Winkler Prins

Anthony Winkler Prins (1870)

Gepubliceerd op 19-03-2018

Bloemenhandel.

betekenis & definitie

Deze is in de jaren 1636 en 1637 in ons Vaderland, bepaaldelijk in Hol­land, zeer sterk gedreven en ontaardde in een verderfelijken windhandel, daar men bloembol­len, die men niet bezat, tegen een bepaalden tijd voor fabelachtige prijzen verkocht. Een enkele tulp werd gegund voor 13000 gulden; — men verhaalt, dat iemand te Amsterdam in 4 maanden tijds 60000 gulden met dien handel won, en dat in ééne Hollandsche stad voor 10 millioen gulden aan bloemen werd omge­zet. Dat kon natuurlijk geen stand houden, en bij de spoedige daling der prijzen werden vele speculanten geruïneerd.

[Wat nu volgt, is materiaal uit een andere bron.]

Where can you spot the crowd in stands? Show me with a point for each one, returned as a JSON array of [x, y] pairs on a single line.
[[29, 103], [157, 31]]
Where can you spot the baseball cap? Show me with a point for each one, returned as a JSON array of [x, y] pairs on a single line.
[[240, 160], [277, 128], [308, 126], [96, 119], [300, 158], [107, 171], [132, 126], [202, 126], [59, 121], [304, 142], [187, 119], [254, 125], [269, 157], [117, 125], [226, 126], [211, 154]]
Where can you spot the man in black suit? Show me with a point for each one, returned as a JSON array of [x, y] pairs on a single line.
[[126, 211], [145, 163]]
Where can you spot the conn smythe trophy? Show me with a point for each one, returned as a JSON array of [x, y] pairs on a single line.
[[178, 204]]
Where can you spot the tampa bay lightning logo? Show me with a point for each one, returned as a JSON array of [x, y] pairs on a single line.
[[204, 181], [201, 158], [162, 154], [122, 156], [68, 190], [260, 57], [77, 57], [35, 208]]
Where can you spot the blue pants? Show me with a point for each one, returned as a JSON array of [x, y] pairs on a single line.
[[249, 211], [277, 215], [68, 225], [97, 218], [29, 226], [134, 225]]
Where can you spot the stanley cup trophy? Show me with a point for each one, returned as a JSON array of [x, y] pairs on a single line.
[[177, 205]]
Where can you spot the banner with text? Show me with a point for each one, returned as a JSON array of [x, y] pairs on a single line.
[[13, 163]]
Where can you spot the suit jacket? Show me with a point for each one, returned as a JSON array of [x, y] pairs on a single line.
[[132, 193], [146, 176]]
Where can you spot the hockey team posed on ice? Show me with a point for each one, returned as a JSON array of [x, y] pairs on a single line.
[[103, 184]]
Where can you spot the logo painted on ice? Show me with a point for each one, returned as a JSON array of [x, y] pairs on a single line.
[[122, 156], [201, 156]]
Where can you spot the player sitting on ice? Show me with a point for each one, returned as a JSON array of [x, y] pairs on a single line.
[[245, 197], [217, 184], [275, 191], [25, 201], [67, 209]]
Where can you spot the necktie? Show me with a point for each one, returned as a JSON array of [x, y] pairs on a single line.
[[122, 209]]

De handel in bloemen is intusschen in ons Va­derland, o.a. te Haarlem, nog altijd van veel be­lang, en men vindt zeldzame gewassen op de lijs­ten der Haarlemsche bloemisten tegen hooge prijzen vermeld. Veel moeite besteedt men er o.a. aan den verbouw van hyacinthen; de bollen van deze blijven er bij voortduring een be­langrijk handelsartikel.